I've been thinking a lot about how I received my particular skill set over the years lately. I can trace the start of my programming ability back to freshman year of high school. Math class required that we go out and purchase a $100 graphing calculator in order to survive the material. At the time, I viewed this as a colossal waste of money. I could buy TWO N64 games for that much money. Instead I get to carry around this adding machine brick in my backpack. A few weeks into the school year our social studies class was doing some research in the library. I noticed my friend pounding away on his calculator. "That must be a beast of a math problem you're working on", I said. "No man, I'm playing pac-man on this", he replied. And thats when it struck me.
YOU COULD PLAY VIDEO GAMES ON THE CALCULATOR
This was a huge revelation. My buddy saw how awe-struck I was, so he pulled out his calculator to calculator cable and transferred his stash of games on to my previously useless TI-84 graphing calculator. Bowling, Space Invaders, Tetris, Pacman. It was like mid September Christmas. After a couple days of blasting aliens and knocking down pins, I wanted to expand my library. I turned to the trusty interwebs. Much to my dismay, you needed to buy a cable to connect your calculator to your computer in order to easily transfer games from the Web.
(Sidenote:I eventually ordered said cable, and it was designed to plug into a PC's parallel port, and my computer didn't have one. So I had to purchase an additional parallel-to-serial cable to make the connection. Pre-USB era was indeed a dark and godless time in the realm of computing.)
Back to our regularly scheduled program. In my quest for calc games, I stumbled upon "stick fighter" and the concept was so compelling (for some reason) that I absolutely had to have that game right that second. So I downloaded the TI-84 emulator, downloaded stick fighter, and copied all of the code on to my calculator manually ROW BY ROW. It took forever and the game ended up being super lame. But I got my first exposure to programming and debugging, making sure my syntax was the exact same, adding a bracket if the program failed to run, etc. That initial programming gave me the BASIC (pun intended) knowledge to make simple rudimentary programs. Solve a complex system of equations on pen and paper? No thanks. How about write 5 lines of code instead and use the saved time to boost my Tetris high score.
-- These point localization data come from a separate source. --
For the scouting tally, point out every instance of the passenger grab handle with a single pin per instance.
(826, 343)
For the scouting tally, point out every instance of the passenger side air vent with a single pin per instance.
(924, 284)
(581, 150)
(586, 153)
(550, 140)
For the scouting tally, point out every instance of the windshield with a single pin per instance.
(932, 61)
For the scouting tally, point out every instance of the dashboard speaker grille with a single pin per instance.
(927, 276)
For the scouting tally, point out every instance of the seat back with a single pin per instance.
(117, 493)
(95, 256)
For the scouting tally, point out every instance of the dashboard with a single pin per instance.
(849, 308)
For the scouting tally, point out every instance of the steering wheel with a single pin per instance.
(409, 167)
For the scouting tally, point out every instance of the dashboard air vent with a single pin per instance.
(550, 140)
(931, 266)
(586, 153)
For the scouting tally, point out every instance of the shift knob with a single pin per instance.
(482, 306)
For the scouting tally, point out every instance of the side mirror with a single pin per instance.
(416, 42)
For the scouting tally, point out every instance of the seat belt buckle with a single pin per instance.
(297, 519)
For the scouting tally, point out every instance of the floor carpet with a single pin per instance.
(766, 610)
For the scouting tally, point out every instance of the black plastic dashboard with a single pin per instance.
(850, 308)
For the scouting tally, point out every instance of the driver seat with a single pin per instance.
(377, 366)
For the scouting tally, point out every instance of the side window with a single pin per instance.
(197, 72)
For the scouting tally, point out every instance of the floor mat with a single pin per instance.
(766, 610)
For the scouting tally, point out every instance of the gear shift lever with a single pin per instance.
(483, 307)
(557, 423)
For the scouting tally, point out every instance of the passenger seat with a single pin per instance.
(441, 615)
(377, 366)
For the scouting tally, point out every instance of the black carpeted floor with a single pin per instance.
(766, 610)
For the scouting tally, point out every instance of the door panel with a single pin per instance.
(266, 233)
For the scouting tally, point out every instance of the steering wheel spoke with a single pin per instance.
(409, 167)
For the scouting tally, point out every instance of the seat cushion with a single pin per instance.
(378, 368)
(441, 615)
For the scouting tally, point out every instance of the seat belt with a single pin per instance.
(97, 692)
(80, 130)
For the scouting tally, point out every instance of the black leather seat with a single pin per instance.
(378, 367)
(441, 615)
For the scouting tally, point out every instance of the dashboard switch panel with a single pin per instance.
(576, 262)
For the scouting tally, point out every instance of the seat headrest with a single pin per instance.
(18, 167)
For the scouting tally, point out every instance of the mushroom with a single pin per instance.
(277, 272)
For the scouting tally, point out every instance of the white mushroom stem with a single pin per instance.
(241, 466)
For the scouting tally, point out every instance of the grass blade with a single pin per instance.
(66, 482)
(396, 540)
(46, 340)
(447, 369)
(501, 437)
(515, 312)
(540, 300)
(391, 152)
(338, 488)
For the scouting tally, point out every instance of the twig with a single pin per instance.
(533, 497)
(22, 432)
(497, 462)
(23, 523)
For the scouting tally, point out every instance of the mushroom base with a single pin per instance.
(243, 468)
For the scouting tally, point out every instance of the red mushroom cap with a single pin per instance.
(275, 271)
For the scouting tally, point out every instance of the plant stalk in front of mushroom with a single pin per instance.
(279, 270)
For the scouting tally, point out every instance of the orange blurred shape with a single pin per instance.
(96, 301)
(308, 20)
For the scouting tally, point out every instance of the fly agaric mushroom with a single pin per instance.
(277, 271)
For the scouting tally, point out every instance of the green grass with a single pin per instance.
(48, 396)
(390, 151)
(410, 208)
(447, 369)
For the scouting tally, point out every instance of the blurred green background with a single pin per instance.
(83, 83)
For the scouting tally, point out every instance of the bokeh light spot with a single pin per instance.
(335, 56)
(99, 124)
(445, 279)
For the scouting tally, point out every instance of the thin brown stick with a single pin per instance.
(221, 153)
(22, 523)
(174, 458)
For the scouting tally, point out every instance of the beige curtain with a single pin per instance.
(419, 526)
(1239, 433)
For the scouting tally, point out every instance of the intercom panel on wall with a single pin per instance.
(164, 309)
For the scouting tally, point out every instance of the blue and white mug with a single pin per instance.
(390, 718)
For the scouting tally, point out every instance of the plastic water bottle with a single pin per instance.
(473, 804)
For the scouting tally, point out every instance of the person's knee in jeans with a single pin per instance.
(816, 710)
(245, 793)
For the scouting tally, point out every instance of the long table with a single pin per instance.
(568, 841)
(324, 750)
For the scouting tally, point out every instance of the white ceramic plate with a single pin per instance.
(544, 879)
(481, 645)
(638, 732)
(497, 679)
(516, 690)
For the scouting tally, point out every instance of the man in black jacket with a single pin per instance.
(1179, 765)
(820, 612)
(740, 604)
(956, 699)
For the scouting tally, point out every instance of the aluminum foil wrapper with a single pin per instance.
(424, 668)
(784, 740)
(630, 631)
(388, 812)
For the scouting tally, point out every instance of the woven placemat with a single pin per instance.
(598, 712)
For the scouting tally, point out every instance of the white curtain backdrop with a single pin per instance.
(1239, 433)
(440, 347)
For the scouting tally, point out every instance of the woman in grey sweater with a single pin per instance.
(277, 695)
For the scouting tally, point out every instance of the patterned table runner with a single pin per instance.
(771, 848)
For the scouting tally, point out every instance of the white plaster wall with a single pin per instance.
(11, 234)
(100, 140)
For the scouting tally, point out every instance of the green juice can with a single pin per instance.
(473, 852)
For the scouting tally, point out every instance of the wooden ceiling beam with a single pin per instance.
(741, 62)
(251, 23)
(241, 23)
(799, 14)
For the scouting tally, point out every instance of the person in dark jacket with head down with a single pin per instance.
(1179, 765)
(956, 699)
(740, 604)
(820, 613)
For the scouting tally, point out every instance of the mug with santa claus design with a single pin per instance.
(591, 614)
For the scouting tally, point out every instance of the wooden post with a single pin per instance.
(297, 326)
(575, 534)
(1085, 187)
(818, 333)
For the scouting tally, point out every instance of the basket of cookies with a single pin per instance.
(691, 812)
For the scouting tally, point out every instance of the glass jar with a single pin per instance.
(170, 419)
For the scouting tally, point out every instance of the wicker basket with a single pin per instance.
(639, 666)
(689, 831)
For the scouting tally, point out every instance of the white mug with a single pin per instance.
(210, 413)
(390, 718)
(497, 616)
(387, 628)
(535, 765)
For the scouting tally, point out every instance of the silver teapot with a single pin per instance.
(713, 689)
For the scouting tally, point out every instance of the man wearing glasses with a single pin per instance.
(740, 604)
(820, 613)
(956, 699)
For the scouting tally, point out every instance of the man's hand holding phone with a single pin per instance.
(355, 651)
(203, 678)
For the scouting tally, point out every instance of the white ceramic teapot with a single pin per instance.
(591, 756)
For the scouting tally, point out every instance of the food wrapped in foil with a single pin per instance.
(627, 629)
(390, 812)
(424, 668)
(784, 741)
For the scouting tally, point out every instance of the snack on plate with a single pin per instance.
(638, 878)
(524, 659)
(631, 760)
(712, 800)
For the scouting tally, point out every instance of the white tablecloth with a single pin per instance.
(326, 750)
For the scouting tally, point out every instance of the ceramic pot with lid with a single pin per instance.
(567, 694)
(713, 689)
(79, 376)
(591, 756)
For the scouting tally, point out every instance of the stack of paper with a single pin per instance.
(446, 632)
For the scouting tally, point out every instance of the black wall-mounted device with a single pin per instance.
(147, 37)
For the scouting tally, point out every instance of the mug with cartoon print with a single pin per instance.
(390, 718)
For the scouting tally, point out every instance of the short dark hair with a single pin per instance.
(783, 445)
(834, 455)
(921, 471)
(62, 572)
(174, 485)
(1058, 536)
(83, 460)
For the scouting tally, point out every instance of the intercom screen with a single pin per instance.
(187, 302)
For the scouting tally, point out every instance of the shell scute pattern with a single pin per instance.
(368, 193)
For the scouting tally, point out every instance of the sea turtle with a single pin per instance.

At the apex of my calculator programming days, I was struck down in my prime. I was mashing goombas in English class when the teacher noticed and comfiscated my calculator. He insisted that a solid understanding of the subtext in Lord of the Flies would benefit me much more than messing around on a calc. He couldn't have been wronger. Programming has been a pivotal part of my career and as you can see from my post, terrible grammar is only a minor inconvenience. I write computer programming code in some way, shape, or form daily. My conch blowing is infrequent at best. I win.
I will close with the obligatory "stay in school". Srsly.